Technical specifications
- Major radius: 238.1 mm (device) 140 mm (plasma)
- Minor radius: 100 mm (device) 42.2 mm (plasma)
- Magnetic field: 0.0438 T (438 G)
- Discharge duration: 3 ms
- Plasma current: 40 kA

History
- Year(s) of operation: 2016–present

= SCR-1 =

The Stellarator of Costa Rica 1 (or SCR-1) is a small modular stellarator for the magnetic confinement of plasma located at Cartago, Costa Rica. It is developed by the plasmaTEC group of the Plasma Laboratory for Fusion Energy and Applications at Costa Rica Institute of Technology.
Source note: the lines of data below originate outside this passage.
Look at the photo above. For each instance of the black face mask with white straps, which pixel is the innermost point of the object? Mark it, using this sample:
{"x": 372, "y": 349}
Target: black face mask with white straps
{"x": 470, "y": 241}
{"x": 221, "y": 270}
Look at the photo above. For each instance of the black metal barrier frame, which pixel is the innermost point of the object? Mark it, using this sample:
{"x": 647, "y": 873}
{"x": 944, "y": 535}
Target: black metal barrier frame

It began operation as Latin America's first stellarator on 29 June 2016.

SCR-1 is of a compact design and has the distinction of having the smallest aspect ratio of any operating stellarator device (>4.4). Its design is influenced by the small Spanish stellarator UST-1.

== History ==
In 2010, SCR-1 was originally proposed to be much bigger in size (major radius of 460.33 mm, plasma radius of 42.2 mm) and scale (aspect ratio of 5.7, magnetic field of 0.0878 tesla), and was expected to complete in 2011.

However, the development of SCR-1 took five years (between 2011 and 2015) to complete.